I like the framework you’ve offered of counterargument, refutation, and refutation of the central point. I think it might be productive to identify, via a quote, our perception the central point of the linked article.
What he said instead was that there was “no evidence” that additional chemo, after there are no signs of disease, did *any* additional good at all, and that the treatments therefore should have been stopped a long time ago and should certainly stop now.
So then I asked him whether by “no evidence” he meant that there have been lots of studies directly on this point which came back with the result that more chemo doesn’t help, or whether he meant that there was no evidence because there were few or no relevant studies. If the former was true, then it’d be pretty much game over: the case for discontinuing the chemo would be overwhelming.
But if the latter was true, then things would be much hazier: in the absence of conclusive evidence one way or the other, one would have to operate in the realm of interpreting imperfect evidence; one would have to make judgments based on anecdotal evidence, by theoretical knowledge of how the body works and how cancer works, or whatever.
I think that there are three ways of interpreting the central point of these sentences.
The material fact of whether or not studies directly on this point exist or do not exist.
The medical strategy claim that the existence or nonexistence of these studies should have been the primary driver in “deciding how to decide” whether or not to continue chemo for this patient.
The biomedical science claim that if “conclusive” studies exist on the effect of N rounds of chemo on risk of cancer reoccurrence, then we should use them as our base rate. if not, we have to rely on “hazier” methods.
It seems to me unlikely that even the blog’s author thought that this doctor did not understand point (1).

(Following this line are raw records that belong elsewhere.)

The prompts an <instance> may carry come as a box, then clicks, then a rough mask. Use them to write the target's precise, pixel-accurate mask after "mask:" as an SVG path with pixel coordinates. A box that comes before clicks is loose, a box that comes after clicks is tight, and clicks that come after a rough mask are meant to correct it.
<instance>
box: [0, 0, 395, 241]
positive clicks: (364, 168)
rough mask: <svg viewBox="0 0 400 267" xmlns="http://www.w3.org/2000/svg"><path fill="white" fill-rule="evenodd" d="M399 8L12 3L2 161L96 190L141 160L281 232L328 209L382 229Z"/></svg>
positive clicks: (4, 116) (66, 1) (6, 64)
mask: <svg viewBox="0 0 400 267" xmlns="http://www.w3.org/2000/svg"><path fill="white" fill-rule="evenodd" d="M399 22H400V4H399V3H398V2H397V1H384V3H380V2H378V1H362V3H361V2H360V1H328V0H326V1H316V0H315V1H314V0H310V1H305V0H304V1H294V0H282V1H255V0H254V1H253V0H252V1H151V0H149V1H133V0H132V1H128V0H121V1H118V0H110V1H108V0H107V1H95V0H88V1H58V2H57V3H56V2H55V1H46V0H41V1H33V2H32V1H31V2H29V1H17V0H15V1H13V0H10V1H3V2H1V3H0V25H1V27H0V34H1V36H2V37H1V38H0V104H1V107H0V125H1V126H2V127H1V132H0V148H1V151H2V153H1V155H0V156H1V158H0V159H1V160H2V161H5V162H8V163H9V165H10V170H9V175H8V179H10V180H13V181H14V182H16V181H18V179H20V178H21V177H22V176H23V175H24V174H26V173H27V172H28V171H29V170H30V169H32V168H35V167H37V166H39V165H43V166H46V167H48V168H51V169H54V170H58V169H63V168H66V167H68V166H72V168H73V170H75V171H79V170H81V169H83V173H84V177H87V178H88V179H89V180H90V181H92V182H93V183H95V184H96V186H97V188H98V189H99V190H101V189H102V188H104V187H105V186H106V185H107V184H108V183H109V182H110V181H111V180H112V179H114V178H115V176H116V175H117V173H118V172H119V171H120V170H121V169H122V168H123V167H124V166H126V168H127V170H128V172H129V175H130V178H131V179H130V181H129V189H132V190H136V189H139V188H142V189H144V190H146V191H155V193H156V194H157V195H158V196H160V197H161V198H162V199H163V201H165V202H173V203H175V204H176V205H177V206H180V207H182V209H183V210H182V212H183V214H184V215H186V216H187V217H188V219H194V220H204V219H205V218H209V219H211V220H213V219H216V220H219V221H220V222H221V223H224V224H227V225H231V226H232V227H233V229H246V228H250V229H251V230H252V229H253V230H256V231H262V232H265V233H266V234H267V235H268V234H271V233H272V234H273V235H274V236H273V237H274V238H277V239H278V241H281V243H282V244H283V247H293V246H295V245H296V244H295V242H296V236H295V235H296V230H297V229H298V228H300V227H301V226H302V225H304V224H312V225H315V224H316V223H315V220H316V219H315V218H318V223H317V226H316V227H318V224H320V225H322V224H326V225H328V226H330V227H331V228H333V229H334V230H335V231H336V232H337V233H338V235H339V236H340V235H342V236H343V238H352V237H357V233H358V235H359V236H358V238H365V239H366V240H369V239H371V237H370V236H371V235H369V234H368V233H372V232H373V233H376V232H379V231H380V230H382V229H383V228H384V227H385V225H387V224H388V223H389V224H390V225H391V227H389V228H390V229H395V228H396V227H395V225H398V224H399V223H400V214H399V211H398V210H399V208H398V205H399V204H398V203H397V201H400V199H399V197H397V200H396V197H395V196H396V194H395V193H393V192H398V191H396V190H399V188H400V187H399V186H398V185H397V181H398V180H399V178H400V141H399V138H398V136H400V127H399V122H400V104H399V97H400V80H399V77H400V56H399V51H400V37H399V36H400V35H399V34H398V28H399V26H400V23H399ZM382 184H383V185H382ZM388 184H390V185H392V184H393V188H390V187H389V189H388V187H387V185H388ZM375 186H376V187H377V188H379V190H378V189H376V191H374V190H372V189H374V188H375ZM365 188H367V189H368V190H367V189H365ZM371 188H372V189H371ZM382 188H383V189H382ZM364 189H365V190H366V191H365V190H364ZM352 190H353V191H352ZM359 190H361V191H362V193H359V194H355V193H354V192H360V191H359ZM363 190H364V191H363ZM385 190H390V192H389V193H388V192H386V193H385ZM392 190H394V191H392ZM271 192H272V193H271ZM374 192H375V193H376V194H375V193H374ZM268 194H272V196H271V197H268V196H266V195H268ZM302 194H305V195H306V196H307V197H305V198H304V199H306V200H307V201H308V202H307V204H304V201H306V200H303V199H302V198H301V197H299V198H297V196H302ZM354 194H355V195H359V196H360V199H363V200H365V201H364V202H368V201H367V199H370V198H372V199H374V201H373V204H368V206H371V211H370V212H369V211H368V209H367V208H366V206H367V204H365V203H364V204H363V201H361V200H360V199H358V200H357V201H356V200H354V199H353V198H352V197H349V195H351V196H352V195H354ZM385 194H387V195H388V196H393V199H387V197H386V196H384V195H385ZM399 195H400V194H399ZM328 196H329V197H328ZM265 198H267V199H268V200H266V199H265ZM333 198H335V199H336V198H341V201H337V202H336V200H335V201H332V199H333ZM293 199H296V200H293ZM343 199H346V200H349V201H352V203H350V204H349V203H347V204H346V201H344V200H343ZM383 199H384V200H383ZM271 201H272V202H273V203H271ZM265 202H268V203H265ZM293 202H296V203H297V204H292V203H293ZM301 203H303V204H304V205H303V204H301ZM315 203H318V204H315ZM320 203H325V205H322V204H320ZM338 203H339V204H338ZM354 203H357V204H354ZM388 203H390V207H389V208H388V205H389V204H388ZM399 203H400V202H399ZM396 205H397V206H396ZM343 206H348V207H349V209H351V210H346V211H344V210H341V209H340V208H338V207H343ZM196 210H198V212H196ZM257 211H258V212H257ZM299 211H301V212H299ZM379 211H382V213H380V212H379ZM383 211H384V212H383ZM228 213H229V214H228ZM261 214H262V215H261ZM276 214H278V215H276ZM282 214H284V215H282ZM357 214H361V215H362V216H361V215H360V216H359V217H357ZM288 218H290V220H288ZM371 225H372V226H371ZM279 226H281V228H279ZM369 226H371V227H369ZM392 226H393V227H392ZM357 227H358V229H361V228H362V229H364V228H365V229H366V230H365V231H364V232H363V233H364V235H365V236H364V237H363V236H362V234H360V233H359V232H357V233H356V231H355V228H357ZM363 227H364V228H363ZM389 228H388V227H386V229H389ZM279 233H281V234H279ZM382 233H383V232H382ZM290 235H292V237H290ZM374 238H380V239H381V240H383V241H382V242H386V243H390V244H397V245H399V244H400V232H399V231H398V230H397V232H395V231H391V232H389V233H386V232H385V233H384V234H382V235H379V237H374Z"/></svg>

I don’t think this was the central point. If it was, publication bias means that there isn’t as much of a distinction between “evidence” and “no evidence“ as we might wish. Absence of evidence is even more evidence of absence if publication bias prevents publication of data against the efficacy of additional chemo treatment.
(2) might have been the central point. If so, then here is how I would attempt to refute it:
“Deciding how to decide” should be more heavily reliant on likely treatment options should the cancer reoccur, and the visible impacts of continued chemo on the patient. The OP’s framing of the existence of conclusive studies as making a sharp difference in what ought to be done is just false. The risk of cancer reoccurring given N chemo treatments isn’t the only factor at play informing the patient’s risk of dying from that cancer, and the patient’s goals exist on the other side of the is/ought gap.
If (3) is the central point, then I agree that in the absence of high-quality, “conclusive” studies, we have to find some other basis on which to assess a base rate. The question is, how will we do that? Or more practically and relevantly, whose judgment will we privilege in this way? The author frames the doctor as having not understood this distinction. Building a causal model is a rather subjective process, and employing it instrumentally involves coordinating a group of people around a common model of reality in order to attain an objective. We cannot ignore the way these coordination and power dynamics impact our “hazy” group rationality processes. They are inseparable from it.
I like the framework you’ve offered of counterargument, refutation, and refutation of the central point. I think it might be productive to identify, via a quote, our perception the central point of the linked article.
I think that there are three ways of interpreting the central point of these sentences.
The material fact of whether or not studies directly on this point exist or do not exist.
The medical strategy claim that the existence or nonexistence of these studies should have been the primary driver in “deciding how to decide” whether or not to continue chemo for this patient.
The biomedical science claim that if “conclusive” studies exist on the effect of N rounds of chemo on risk of cancer reoccurrence, then we should use them as our base rate. if not, we have to rely on “hazier” methods.
It seems to me unlikely that even the blog’s author thought that this doctor did not understand point (1). I don’t think this was the central point. If it was, publication bias means that there isn’t as much of a distinction between “evidence” and “no evidence“ as we might wish. Absence of evidence is even more evidence of absence if publication bias prevents publication of data against the efficacy of additional chemo treatment.
(2) might have been the central point. If so, then here is how I would attempt to refute it:
“Deciding how to decide” should be more heavily reliant on likely treatment options should the cancer reoccur, and the visible impacts of continued chemo on the patient. The OP’s framing of the existence of conclusive studies as making a sharp difference in what ought to be done is just false. The risk of cancer reoccurring given N chemo treatments isn’t the only factor at play informing the patient’s risk of dying from that cancer, and the patient’s goals exist on the other side of the is/ought gap.
If (3) is the central point, then I agree that in the absence of high-quality, “conclusive” studies, we have to find some other basis on which to assess a base rate. The question is, how will we do that? Or more practically and relevantly, whose judgment will we privilege in this way? The author frames the doctor as having not understood this distinction. Building a causal model is a rather subjective process, and employing it instrumentally involves coordinating a group of people around a common model of reality in order to attain an objective. We cannot ignore the way these coordination and power dynamics impact our “hazy” group rationality processes. They are inseparable from it.